---
read_when:
  - touching webhook handlers or slash command callbacks
  - planning Mattermost-compatible behavior
---

# Integrations

ClickClack ships two integration surfaces designed to look like a small subset
of Mattermost so existing scripts can post messages without rewriting.

## Incoming webhook

```http
POST /api/hooks/mattermost/{channel_id}
Content-Type: application/json
{ "text": "deploy ✅" }
```

Behavior:

- Authenticates the caller like any other API request. Use bearer session
  tokens for real integrations; reserve `X-ClickClack-User` for local/dev
  setups.
- Posts the `text` field as a Markdown channel message authored by the
  current user.
- Emits a `message.created` durable event.
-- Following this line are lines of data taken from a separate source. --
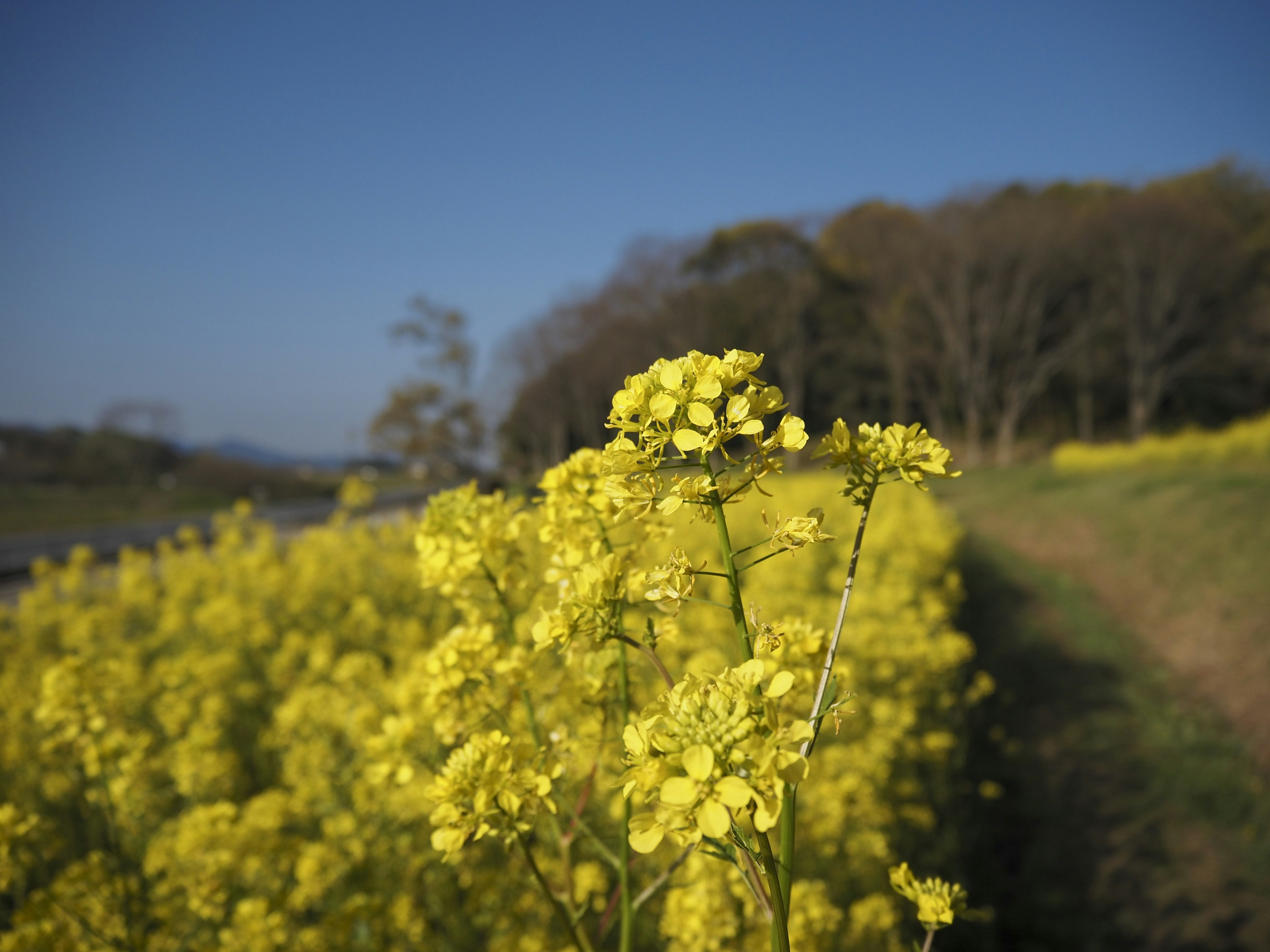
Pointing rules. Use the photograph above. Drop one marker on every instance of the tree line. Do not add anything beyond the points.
(1013, 318)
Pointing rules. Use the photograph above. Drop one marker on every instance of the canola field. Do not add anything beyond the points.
(248, 744)
(1241, 444)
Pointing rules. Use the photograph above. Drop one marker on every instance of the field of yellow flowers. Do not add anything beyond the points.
(251, 744)
(1240, 442)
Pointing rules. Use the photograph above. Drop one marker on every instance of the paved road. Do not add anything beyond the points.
(17, 553)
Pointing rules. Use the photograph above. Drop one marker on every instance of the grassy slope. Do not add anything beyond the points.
(1135, 815)
(1183, 560)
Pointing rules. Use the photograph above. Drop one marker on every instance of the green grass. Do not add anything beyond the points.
(1179, 559)
(1133, 815)
(1189, 530)
(50, 508)
(1126, 619)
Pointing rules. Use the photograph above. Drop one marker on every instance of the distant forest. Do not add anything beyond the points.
(1004, 322)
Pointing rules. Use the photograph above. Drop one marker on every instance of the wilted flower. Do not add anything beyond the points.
(938, 902)
(671, 583)
(798, 531)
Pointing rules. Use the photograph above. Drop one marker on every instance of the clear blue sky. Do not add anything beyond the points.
(224, 206)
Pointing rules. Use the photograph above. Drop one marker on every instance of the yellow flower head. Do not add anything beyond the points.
(938, 902)
(671, 583)
(590, 605)
(695, 403)
(573, 508)
(708, 749)
(798, 531)
(487, 787)
(875, 454)
(467, 535)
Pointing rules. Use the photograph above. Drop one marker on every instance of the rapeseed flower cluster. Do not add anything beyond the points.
(487, 787)
(874, 454)
(938, 902)
(709, 748)
(252, 743)
(695, 404)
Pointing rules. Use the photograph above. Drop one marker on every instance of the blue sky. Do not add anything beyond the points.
(224, 206)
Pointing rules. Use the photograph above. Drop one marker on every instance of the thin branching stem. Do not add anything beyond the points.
(665, 878)
(827, 669)
(730, 567)
(578, 936)
(652, 657)
(627, 926)
(771, 555)
(780, 923)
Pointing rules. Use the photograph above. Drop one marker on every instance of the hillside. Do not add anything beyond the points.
(1127, 624)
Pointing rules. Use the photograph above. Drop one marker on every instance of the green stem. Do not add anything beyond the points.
(578, 936)
(771, 555)
(780, 925)
(786, 866)
(730, 567)
(652, 657)
(624, 851)
(827, 669)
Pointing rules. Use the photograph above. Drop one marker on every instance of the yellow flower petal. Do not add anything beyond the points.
(646, 833)
(679, 791)
(782, 683)
(688, 440)
(714, 819)
(700, 414)
(708, 388)
(663, 407)
(733, 791)
(699, 762)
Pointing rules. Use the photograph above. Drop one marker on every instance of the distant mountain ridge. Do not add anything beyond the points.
(229, 449)
(263, 456)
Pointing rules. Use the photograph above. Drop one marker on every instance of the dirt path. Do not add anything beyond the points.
(1160, 569)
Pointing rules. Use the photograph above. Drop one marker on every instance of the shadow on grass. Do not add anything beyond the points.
(1126, 819)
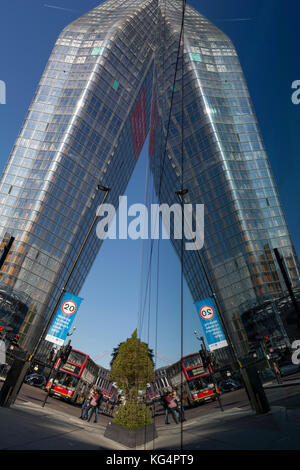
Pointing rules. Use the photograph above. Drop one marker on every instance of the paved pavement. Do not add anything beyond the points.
(29, 427)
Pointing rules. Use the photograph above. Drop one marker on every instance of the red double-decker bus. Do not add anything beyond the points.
(195, 380)
(74, 377)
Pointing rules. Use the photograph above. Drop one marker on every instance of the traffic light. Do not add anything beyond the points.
(14, 342)
(268, 344)
(6, 245)
(52, 355)
(252, 351)
(205, 356)
(65, 352)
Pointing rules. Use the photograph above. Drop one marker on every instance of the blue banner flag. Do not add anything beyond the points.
(64, 318)
(210, 322)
Mattermost's full incoming webhook schema (`username`, `icon_emoji`,
`attachments`, etc.) is not honored — only `text`. Field names match so
existing senders don't crash.

## Slash command callback

```http
POST /api/hooks/slash/{channel_id}
Content-Type: application/x-www-form-urlencoded
command=/deploy&text=staging
```

Behavior:

- Posts `<command> <text>` (trimmed) as a channel message authored by the
  caller.
- Returns a Mattermost-shaped response:

```jsonc
{
  "response_type": "in_channel",
  "text":          "<command> <text>",
  "message":       Message,
  "event":         Event
}
```

This is intentionally thin: there is no command registry, no permission
matrix, no ephemeral response mode. Bots that need richer behavior should
post directly through `/api/channels/{id}/messages` with the SDK.

## What is intentionally missing

- Outgoing webhooks.
- Bot accounts with their own permissions.
- Mattermost client compatibility (REST, WebSocket protocol).